The line segment joining the points A(3,2) and B(5,1) is divided at the point P in the ratio 1:2 and P lies on the line 3x-18y + k =0. Find the value of K.

Find the point on the x-axis which is equidistant from the points (5,4) and (-2,3). Also find the area of triangle formed by points.

Determine the ratio in which the straight line x-y-2=0 divides the line segment joining (3,-1) and (8,9).

Find the ratio in which (-3, q) divides the line segment joining the points (-5,-4) and (-2, 3). Find the value of q.

Prove that the points P(0,-1), Q(-2,3) R(6,7) and S(8,3) are the vertices of a rectangle PQRS.

Prove that the points (7,10) (-2,5) and (3, -4) are the vertices of an isosceles right triangle.

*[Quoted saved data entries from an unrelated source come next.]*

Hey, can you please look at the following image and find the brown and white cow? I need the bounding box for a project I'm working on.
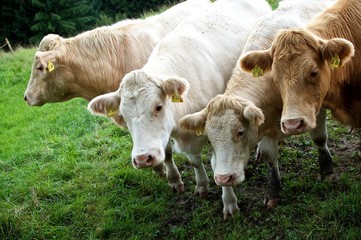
[179,0,335,219]
[241,0,360,135]
[24,0,211,106]
[88,0,271,211]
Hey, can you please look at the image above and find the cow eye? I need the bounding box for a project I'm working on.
[237,129,244,137]
[155,105,162,112]
[36,66,44,71]
[310,70,318,78]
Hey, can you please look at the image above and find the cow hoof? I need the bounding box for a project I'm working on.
[223,206,240,220]
[194,186,209,199]
[264,198,279,208]
[170,181,185,193]
[318,173,338,182]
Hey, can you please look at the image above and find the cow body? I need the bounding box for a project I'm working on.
[88,0,271,214]
[24,0,211,106]
[180,0,335,218]
[241,0,360,134]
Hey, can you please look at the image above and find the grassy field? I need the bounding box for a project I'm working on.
[1,8,361,240]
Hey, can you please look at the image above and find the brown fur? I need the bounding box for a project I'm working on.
[300,0,361,127]
[243,0,361,128]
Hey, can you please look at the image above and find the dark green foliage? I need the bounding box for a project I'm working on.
[30,0,97,44]
[98,0,178,23]
[0,0,36,46]
[0,0,180,47]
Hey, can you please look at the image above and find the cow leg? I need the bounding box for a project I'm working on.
[187,153,209,199]
[164,142,185,193]
[152,163,166,178]
[222,186,239,220]
[257,135,281,208]
[310,107,334,180]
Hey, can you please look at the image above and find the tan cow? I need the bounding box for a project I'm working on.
[24,0,211,106]
[88,0,272,215]
[240,0,360,135]
[179,0,335,218]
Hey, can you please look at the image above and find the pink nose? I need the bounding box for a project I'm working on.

The vertices of triangle PQR are P(6,-2), Q(0,-6) and R(4,8). Find the coordinates of mid point of PQ, QR and PR.

Find the point on y axis which is equidistant from the point (5,-2) and (-3,2).

Find the ration in which (11,15) divides the line segment joining (15,5) and (9,20).

Prove that the diagonals of a rectangle PQRS with vertices P(2,-1), Q(5,1), R(5,6) and S(2,6) are equal and bisect each other.